Selected list of courses
"ATS/ESS 471/571 Introduction to Radar Meteorology" - (3 CH)
The course presents an introduction to the principles of radar meteorology, including weather radar operations, hardware, interpretation and analysis. Doppler, dual-polarization and dual-wavelength radar theory, methods and applications are covered. Hands-on exploration of radar data and imagery is extensively utilized to reveal the structure, processes and properties of a variety of storm types and weather events. Applications include identification of precipitation types, quantification of precipitation amounts, interpretation of wind circulations in clouds and the clear-air, and the analysis of severe storms attributes.
"ATS 554 Forecasting Mesoscale Processes" - 3 hrs.
Detection and forecasting of atmospheric mesoscale phenomena, including the structure and evolution of clouds, precipitation (including floods), thunderstorms and severe weather. Includes basics on instruments used to detect mesoscale phenomena, most notably satellite and radar. Based mainly on computerized modules and related exercises. Prerequisite: ATS 551. Spring
"ATS 672 Dual Polarization Radar Meteorology (3 CH)"
Theory, analysis and interpretation of dual‐polarization radar for meteorological applications. Course covers dual‐polarization
radar system hardware; the basic theory underlying polarimetric radar data and methodology; analysis, interpretation and
application of polarimetric radar variables; and dual‐polarization radar operations and data processing considerations. Overall
emphasis will be placed on hydro‐meteorological and convective weather applications; specifically, precipitation measurement
and hydrometeor identification. Example applications include rain rate estimation, drop size determination, hail identification,
tornado detection, snow vs. rain delineation, and cloud electrification studies. Student use of the UAH ARMOR and MAX dual-polarization radars will be incorporated into the classroom learning experience.

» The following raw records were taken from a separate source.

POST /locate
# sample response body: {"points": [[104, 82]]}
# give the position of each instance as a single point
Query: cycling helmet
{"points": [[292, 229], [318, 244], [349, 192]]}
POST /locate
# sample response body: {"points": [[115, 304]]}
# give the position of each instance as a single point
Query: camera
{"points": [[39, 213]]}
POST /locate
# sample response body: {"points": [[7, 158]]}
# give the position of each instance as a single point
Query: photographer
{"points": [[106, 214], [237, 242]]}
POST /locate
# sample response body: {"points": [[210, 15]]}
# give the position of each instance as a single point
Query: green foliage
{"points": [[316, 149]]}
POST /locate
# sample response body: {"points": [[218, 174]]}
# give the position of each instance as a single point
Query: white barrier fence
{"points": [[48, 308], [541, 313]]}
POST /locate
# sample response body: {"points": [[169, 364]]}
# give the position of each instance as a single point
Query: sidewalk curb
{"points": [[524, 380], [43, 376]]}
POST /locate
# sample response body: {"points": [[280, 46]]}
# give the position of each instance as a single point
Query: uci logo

“ATS 690 Precipitation Physics for Radar (3 CH)"
Observations, theory and physical models of precipitation characteristics and processes utilized in radar remote sensing applications. Topics include detailed characterization of precipitation size distribution, shape, fall mode, density and dielectric for a variety of hydrometeor types, including rain, ice crystals, snow, graupel and hail. Advanced treatment of physical processes important for precipitation development and evolution including collision-coalescence, raindrop break-up, raindrop freezing, size sorting, aggregation, riming, hail growth modes, and melting. Radar observations and models will be utilized to explore advanced concepts in precipitation physics.”